Kurz vor dem Erdrutsch hatten Seismologen zwar ein leichtes Erdbeben registriert, doch dieses war so schwach, dass es wohl nur als Auslöser und nicht als Ursache des Phänomens infrage kommt. Wissenschaftler um Bretwood Higman von der Umweltorganisation Ground Truth Trekking in Seldovia, unterzogen das Ereignis einer genauen Rekonstruktion. Laut ihren Ergebnissen, die sie im Fachblatt Scientific Reports veröffentlichten, dürfte der Tsunami höchstwahrscheinlich eine Folge des Klimawandels sein.

Wie die der an der Untersuchung beteiligte Forscher Dan Shugar gegenüber der Anchorage Daily News erklärte, stellte sich der Taan-Fjord vor 30 bis 40 Jahren nämlich noch komplett anders dar. Wo man heute Waser sieht, stiess man damals noch auf einen massiven Eispanzer.

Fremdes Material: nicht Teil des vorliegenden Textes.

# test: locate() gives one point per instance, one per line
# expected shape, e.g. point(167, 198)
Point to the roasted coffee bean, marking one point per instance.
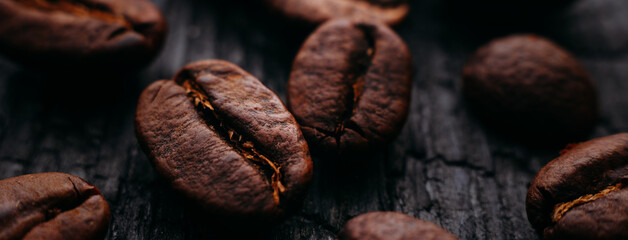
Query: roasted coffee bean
point(350, 86)
point(387, 11)
point(529, 86)
point(583, 194)
point(81, 34)
point(51, 206)
point(392, 226)
point(224, 140)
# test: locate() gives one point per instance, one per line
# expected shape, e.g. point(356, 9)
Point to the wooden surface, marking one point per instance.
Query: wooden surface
point(444, 167)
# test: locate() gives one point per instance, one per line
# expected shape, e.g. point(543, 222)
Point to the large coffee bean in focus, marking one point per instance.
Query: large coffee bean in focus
point(350, 86)
point(55, 206)
point(392, 226)
point(315, 12)
point(528, 86)
point(225, 141)
point(583, 194)
point(65, 35)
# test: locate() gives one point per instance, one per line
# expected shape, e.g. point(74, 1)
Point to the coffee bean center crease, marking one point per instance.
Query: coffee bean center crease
point(240, 143)
point(356, 78)
point(77, 8)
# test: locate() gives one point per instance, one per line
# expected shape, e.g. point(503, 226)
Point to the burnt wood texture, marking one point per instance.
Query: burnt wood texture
point(445, 166)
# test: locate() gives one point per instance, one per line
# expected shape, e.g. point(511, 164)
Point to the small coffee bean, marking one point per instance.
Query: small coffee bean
point(79, 34)
point(224, 140)
point(392, 226)
point(387, 11)
point(51, 206)
point(583, 194)
point(350, 86)
point(529, 86)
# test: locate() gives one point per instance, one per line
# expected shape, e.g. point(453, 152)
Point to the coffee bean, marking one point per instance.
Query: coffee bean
point(529, 86)
point(79, 34)
point(392, 226)
point(224, 140)
point(387, 11)
point(350, 86)
point(51, 206)
point(583, 193)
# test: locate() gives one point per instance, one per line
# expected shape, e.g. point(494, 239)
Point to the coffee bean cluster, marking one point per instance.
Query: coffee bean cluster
point(229, 145)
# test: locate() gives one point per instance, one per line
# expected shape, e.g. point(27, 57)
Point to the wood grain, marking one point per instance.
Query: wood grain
point(445, 166)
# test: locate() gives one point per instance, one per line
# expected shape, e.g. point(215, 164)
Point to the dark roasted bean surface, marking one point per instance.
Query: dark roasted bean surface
point(583, 193)
point(55, 206)
point(221, 138)
point(444, 166)
point(79, 35)
point(350, 85)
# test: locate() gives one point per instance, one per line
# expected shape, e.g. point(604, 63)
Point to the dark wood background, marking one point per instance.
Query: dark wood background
point(444, 167)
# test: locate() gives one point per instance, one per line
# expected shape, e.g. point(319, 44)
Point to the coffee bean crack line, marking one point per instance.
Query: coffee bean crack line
point(356, 78)
point(77, 8)
point(239, 142)
point(384, 3)
point(562, 208)
point(52, 211)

Gletscher können die Berghänge nicht mehr stabilisieren

Seither hat sich der Tyndall-Gletscher aber um ganze 17 Kilometer zurückgezogen – die Gletscherzunge wurde allein zwischen 1961 und 1991 um 400 Meter dünner. Im Jahr 1991 stabilisierte sich der Gletscher zwar auf seiner jetzigen Position, doch er kann er nicht mehr als Stütze für die Hänge dienen, die durch tektonische Verschiebungen und eindringendes Wasser schon länger instabil wurden.

Die Wissenschaftler warnen nun vor den Gefahren, die ein entsprechendes Ereignis in besiedeltem Gebiet auslösen könnten. Allein in Alasaka haben sie mit Tidal Inlet und dem Glacier Bay National Park zwei Bereiche mit hohem Gefährundgspotenzial ausgemacht. 

Und die Wucht des Tsunamis von 2015 markiert auch noch längst nicht das Ende der Fahnenstange: In Lituya Bay an der nördlichen Pazifikküste Alaskas war es 1958 in einem nur zwei bis drei Kilometer breiten Fjord ebenfalls zu einem gewaltigen Erdrutsch gekommen. Die Wassermassen gelangten damals sogar bis in eine Höhe von 550 Meter. Wie durch ein Wunder überlebten vier Fischer in zwei Booten auf dem Wasser. Ein weiteres Boot und seine Besatzung verschwanden damals allerdings für immer.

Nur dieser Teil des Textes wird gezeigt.